Una traducción del Quijote: 35
UNA TRADUCCIÓN DEL QUIJOTE.
editarNOVELA ORIGINAL.
editarPARTE CUARTA.
editarI.
editar
Recobrado el juicio, merced á la violenta y súbita emoción que produjo en él la vista de la Princesa, volvió Miguel á la vida real, de la que, durante algún tiempo, habíale abstraído su desesperación amorosa. Una vez resuelto á cumplir los deseos de María, ó mejor dicho, no hallando en su voluntad fuerzas suficientes para resistir á los suyos propios, el enamorado jóven experimentó las prosáicas contrariedades de la pobreza y
- Como el amor y la gala
- Andan un mismo camino,
quedóse consternado al analizar su traje, que estaba ya en el último período de decadencia.
Afortunadamente la paternal previsión de Damian, y la bondad de Madlle. Guené, remediaron tamaño inconveniente. La modista, si bien no podemos asegurar que efectivamente descendía de la generosa raza de los Guemené, se hacía merecedora de esta honra por los nobles rasgos de su carácter.

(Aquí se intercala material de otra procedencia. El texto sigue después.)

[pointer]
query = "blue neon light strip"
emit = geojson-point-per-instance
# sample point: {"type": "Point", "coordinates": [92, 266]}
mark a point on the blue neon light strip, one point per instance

Persuadida del amor de la Princesa hacia Miguel y de la tolerancia del Príncipe de Lucko, que presagiaba un desenlace feliz para ambos amantes, Madlle. Guené, linda y todo como era, y más ó menos Guemené, no pensó siquiera en rivalizar con la hermosa preferida por el jóven extranjero.
Al contrario, determinó favorecer estos amores en cuanto estuviese de su parte, resignándose, á falta de otra cosa, á desempeñar en aquel amoroso drama el papel de la Providencia.
Puesta de acuerdo con Damian, hallaron el medio de engañar á Miguel, proporcionándole una cantidad suficiente á reparar los desperfectos de su traje, haciendo mediar á un supuesto prestamista; de suerte que nuestro héroe pudo presentarse convenientemente en el palacio de Lucko.
Comenzaron las lecciones de ingles. Miguel, todos los dias, iba á las doce á la morada de su nueva discípula, y como ésta quizá era algo torpe, prolongaba su lección por lo menos un par de horas.
Durante este tiempo, el aya de la Princesa siempre estaba presente; pero como ya sabemos que era corta de vista, y además se sentaba á hacer labor á alguna distancia; su presencia no impedia que ambos jóvenes se miraran y cuchicheasen á su sabor.
La gramática inglesa estaba abierta sobre la mesa, y á veces sucedía que al inclinarse sobre el libro, Miguel sentia el contacto de los sedosos rizos de María y se turbaba hasta el punto de tener que interrumpir la lección. En otras ocasiones, al señalar un párrafo ó una palabra, el dedo del maestro tocaba por casualidad al de la discípula, y entónces se turbaban los dos.
Exceptuando estos ligeros incidentes, el pudoroso respeto del verdadero amor mediaba entre ellos, y se limitaban á encantarse mutuamente con la mirada y con la voz.
Alguna vez se presentaba el Príncipe de Lucko, mitad contrariado, mitad satisfecho del aspecto de felicidad de su hija.
Porque la Princesa habia vuelto á ser la alegre jóven de siempre. La languidez de sus movimientos, y el velo de tristeza que nublaba su lindo rostro anteriormente, no alarmaban ya á su padre; se vestía con más cuidado que nunca, iba á la ópera y en resolución renacía á la vida animada y elegante.
El Príncipe, que comprendía el secreto de esta trasformacion, y sobre el cual Miguel habia ejercido su acostumbrado influjo simpático, observaba la natural distinción del jóven extranjero, hallaba amena y elevada su conversación, y se decía en sus adentros: «¡Qué lástima! ¡Parece nacido para mi hija!»
Ocioso será decir al lector que ambos jóvenes eran ya amantes declarados, hasta el punto de que cuando la Princesa hizo algunos progresos, se tuteaban en ingles, lengua desconocida para el aya Katti. Miguel poseía el idioma ruso casi á la perfección, y María se empeñó en conocer muchas palabras españolas; de suerte que, cuando llegaba el momento de separarse, la discípula y el maestro tenían costumbre de despedirse en el idioma nativo de cada uno de ellos.
Miguel decia: «adios,» y se embelesaba al oír á la Princesa repetir:
«Bog.»
Con el melódico encanto que en boca de una mujer hermosa adquiere esta palabra moscovita, ruda en la pronunciación meridional.